На первый взгляд зал казался пустым, но первый взгляд лгал и морочил: прямо напротив овального входа переступивших порог поджидала Она…
У Дмитрия перехватило дыхание.
Высокая нагая женщина с развевающимися пышными волосами, мучительно изогнув гибкий стан, рвалась к ним навстречу из укутанной теплым сиянием стены, и звенящие нити света, удерживающие Ее, искрились и вспыхивали, словно от неимоверной натуги. Не было сомнений: пожелай женщина сделать последний рывок, и не нашлось бы силы, способной сдержать Ее порыв; сеть лопнула бы в тот же миг, словно перетлевшая нить… Но именно этого, окончательного усилия Она и не совершила…
Женщина стремилась на волю, но свобода, столь желанная, уже на самом пороге показалась внезапно более пугающей, чем извечный плен, и Она сама остановила себя, не выпустила из привычной обители, но все же, вопреки себе самой, продолжала тянуться вперед, к выходу из подземелья…
Она казалась… да нет, Она не казалась живой. Она просто жила, и глаза ее, что ни мгновение меняясь, то вспыхивали яростным гневом, то леденили безразличием, то лучились тихим призывным всепрощением. Она манила – и отторгала, звала – и отталкивала, Она непритворно радовалась гостям – и злобствовала, негодуя не нежданный визит…

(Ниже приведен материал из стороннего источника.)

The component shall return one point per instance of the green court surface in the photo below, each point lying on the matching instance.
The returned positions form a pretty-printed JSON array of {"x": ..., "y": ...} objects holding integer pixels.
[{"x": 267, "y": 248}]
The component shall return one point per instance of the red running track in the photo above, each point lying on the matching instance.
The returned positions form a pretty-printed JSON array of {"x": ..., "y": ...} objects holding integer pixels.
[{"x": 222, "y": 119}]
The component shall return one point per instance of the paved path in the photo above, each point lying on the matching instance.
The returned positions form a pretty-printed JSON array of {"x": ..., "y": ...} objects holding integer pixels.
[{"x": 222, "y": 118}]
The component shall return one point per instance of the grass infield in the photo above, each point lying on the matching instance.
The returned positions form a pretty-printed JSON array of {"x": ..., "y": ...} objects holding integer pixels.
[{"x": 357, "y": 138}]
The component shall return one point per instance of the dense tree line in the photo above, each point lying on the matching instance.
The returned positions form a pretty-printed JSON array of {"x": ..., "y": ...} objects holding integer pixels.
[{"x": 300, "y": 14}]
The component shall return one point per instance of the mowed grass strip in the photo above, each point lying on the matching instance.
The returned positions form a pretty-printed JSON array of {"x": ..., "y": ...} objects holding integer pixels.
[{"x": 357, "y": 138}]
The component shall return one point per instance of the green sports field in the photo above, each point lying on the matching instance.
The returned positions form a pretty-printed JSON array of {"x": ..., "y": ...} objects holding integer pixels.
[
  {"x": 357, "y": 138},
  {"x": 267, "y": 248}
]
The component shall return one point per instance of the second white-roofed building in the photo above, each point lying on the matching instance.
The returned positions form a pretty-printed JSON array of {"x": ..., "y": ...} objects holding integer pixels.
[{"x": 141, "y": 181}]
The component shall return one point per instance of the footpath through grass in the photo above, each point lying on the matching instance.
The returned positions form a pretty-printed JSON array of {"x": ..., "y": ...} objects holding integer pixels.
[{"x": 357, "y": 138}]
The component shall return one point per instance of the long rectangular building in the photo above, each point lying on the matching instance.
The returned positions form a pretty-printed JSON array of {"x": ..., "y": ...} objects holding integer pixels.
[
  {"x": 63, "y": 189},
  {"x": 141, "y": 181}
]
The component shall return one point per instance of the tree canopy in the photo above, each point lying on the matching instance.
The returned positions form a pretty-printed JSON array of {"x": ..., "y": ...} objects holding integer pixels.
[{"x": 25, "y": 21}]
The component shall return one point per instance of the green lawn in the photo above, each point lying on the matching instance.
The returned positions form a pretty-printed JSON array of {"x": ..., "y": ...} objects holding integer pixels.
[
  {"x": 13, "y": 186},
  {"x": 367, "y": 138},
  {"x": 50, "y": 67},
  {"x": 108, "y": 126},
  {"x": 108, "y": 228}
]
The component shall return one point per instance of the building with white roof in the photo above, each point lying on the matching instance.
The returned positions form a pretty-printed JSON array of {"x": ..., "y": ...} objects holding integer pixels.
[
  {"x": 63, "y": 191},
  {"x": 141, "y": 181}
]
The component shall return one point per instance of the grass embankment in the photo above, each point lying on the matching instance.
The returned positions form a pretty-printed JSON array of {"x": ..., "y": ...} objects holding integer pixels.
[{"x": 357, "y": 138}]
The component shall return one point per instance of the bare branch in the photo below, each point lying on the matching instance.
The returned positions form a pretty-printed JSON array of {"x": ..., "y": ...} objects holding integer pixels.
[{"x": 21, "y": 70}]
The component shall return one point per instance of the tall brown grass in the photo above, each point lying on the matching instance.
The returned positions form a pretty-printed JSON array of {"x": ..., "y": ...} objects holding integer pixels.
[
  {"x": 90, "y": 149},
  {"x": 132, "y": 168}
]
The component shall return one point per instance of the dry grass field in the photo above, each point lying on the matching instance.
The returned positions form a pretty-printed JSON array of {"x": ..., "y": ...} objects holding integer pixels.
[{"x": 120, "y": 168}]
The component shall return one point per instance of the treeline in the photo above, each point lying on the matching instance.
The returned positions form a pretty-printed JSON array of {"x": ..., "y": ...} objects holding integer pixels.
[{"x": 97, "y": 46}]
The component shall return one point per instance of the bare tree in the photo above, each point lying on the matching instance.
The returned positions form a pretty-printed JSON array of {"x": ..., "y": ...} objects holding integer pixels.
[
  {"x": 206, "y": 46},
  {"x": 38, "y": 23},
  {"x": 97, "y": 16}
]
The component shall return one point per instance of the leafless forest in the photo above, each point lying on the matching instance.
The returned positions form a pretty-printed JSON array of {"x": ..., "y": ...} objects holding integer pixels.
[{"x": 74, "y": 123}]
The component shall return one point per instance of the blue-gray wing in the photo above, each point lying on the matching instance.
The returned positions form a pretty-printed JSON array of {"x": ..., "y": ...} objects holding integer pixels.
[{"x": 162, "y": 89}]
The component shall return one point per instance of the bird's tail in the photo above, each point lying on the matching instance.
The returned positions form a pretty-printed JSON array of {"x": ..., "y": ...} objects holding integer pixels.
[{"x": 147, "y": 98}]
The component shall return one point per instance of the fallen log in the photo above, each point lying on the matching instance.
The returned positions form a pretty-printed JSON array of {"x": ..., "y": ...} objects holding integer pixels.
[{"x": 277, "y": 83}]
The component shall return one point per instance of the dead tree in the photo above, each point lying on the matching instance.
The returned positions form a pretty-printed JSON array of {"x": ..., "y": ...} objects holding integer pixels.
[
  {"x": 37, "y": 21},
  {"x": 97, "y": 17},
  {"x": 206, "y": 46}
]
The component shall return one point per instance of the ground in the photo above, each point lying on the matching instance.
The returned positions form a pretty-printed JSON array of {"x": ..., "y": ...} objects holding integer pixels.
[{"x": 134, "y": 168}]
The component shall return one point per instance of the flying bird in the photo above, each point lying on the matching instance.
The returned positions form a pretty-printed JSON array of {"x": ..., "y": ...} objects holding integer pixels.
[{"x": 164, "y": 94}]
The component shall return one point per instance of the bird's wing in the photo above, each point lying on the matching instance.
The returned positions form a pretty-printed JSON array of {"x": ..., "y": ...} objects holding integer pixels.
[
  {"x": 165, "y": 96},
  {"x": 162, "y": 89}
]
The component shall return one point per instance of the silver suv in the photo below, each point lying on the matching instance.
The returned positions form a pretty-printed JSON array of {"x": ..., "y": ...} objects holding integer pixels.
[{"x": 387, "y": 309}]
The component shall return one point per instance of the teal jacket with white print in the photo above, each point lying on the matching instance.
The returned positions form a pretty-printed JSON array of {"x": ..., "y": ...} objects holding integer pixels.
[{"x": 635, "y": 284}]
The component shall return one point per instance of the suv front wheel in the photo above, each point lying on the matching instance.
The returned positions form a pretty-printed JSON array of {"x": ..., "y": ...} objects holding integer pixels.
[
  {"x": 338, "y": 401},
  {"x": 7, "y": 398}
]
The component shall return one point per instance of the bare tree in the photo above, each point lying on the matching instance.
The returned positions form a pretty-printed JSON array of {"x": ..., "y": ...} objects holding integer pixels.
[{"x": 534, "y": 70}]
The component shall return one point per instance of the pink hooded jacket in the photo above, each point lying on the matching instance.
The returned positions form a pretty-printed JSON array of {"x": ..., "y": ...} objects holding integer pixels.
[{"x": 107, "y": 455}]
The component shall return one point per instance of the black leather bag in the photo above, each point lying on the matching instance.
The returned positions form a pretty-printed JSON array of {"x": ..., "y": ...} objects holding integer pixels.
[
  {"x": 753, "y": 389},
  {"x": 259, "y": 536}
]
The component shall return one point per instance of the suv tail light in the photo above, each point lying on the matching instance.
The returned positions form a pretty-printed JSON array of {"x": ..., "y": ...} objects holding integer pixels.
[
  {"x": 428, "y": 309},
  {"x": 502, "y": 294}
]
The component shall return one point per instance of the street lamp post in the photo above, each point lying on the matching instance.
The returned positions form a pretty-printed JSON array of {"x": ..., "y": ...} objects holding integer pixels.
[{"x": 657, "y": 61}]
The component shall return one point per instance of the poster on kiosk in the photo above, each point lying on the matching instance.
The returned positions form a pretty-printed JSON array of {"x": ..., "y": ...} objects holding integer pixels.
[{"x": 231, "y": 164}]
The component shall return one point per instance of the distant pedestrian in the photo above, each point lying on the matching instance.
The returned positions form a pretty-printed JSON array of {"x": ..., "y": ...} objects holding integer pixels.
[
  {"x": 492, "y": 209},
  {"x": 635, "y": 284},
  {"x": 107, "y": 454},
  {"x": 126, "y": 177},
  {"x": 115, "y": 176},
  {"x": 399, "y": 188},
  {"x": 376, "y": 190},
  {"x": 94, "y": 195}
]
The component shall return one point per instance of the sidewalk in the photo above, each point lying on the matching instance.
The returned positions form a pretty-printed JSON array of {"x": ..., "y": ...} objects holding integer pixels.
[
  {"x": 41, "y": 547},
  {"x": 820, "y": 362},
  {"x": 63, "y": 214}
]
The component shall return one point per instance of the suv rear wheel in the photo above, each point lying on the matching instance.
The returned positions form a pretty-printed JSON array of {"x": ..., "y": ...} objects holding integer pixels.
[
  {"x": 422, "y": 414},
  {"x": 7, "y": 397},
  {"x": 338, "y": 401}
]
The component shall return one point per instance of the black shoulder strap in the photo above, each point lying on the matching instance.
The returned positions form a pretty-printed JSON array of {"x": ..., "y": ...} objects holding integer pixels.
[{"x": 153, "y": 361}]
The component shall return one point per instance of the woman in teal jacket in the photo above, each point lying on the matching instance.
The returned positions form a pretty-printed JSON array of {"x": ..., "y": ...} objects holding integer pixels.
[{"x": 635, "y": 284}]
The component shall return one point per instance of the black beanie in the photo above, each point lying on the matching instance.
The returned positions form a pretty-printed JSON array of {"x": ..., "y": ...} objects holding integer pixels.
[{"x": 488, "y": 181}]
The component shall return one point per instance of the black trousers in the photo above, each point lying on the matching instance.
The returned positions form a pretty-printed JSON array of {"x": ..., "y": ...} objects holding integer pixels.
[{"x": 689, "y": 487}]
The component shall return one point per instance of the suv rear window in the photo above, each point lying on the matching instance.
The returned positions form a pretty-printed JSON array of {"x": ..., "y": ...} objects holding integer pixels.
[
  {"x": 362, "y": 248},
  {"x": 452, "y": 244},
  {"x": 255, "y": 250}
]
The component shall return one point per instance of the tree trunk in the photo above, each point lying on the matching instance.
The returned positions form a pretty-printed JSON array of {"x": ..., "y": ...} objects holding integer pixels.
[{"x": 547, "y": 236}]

Дмитрий чувствовал сейчас, что ноги сделались неприятно тряпичными, и солоноватый привкус, появившийся во рту, помог ему понять, что губы прокушены до крови.
Она не давала оторвать от себя глаз.
Взгляд Ее, бешеный и страстный одновременно, никто не сумел бы выдерживать долго, но и оторваться от него без Ее позволения никому не хватило бы воли. Заглядывая в самые темные закоулки души, Она отметала второстепенное и добывала из мутных глубин то, о чем не хочется помнить, потому что, помня, жить невозможно, но что потерять вовсе не представимо, ибо, утратив, незачем больше быть.